Rage builds up as your play as Cahal and get stealth kills, you can also gain it through drinking flasks you find around the stages. At it’s core, Werewolf is a stealth game mixed with arenas of battle. You sneak around Endron buildings, going area through area avoiding enemies, to get to a room that will obviously be an arena type fight, wash rinse repeat. I always knew what to expect, excluding the occasional boss type battle tossed in. Sneak past guards or don’t and unleash Crinos and have a battle. The story redeems this, as the writing is superb. Some of the graphics and character models are a little off, including one of the main villains.
The gameplay, while repetitive, isn’t horrible. If you were expecting a sprawling open world, skip Werewolf. If you are looking for incredibly scenic environments, with a wild story (you talk to a giant tree being that looks over your tribe, and the earth), Werewolf is for you. The controls are capable, and the sound design is great. Another odd choice was the lack of dismemberment. Attacking large groups of humans as a werewolf with giant claws, and every single body is left intact with no visible damage. Let’s get into the score.
Gameplay: 9/10 – While repetitive, it does it quite well. I never felt like I was missing anything.

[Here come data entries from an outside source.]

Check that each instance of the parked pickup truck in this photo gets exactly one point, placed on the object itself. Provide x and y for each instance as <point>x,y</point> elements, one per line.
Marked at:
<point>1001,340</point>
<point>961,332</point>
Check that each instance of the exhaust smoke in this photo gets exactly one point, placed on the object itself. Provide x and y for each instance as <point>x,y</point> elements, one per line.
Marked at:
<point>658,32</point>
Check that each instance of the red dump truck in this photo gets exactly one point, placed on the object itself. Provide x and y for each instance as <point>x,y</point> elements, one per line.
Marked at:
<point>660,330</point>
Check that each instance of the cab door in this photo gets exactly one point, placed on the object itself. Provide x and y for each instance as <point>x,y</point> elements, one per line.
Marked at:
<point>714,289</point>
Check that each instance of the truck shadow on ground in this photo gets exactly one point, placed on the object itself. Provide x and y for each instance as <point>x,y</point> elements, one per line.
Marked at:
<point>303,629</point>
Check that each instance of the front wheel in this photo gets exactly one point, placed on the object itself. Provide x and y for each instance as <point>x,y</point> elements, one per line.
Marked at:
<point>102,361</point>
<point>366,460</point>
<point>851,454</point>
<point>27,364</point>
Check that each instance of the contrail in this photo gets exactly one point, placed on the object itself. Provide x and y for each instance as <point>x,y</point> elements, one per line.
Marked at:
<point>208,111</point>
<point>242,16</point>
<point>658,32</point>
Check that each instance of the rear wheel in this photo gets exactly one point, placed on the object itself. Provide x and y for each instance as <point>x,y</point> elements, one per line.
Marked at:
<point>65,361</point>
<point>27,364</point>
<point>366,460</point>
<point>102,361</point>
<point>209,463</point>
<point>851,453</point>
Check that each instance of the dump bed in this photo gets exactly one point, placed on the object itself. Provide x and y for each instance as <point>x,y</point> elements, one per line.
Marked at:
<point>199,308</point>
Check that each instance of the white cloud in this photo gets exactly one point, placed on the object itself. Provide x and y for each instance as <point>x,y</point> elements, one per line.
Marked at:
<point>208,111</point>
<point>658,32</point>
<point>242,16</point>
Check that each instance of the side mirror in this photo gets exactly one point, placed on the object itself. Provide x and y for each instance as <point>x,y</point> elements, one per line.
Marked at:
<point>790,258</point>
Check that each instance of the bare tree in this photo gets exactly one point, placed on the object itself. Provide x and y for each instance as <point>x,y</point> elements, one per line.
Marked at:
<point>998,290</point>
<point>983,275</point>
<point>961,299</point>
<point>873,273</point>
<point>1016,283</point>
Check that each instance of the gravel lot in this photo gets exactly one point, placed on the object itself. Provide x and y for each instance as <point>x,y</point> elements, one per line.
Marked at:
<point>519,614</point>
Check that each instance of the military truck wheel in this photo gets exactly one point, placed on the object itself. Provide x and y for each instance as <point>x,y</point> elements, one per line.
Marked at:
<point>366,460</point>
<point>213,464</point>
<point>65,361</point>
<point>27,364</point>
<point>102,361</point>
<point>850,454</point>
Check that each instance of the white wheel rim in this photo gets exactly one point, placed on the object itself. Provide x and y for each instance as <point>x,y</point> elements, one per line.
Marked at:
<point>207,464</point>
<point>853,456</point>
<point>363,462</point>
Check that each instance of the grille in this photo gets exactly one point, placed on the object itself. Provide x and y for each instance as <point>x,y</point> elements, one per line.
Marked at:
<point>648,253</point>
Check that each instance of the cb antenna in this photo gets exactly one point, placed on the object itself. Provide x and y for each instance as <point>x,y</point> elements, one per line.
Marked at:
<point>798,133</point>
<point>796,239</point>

Graphics: 7.5/10– The environments are breathtaking, walking around the hub area, seeing the moon in the background and the foliage is awesome. Meanwhile some of the character designs are horrors within themselves.
Control: 8.5/10– I never felt like I didn’t have control of the character. Cahal always did what I needed him to do or go where I needed him to go, which is important in a stealth game.
Sound Design: 8/10– Soundtrack and background music fit the world perfectly.
Final Verdict: 8.25/10– A totally able game. Story driven will leave you wanting to explore more of the world set before you, including the lavish hub world.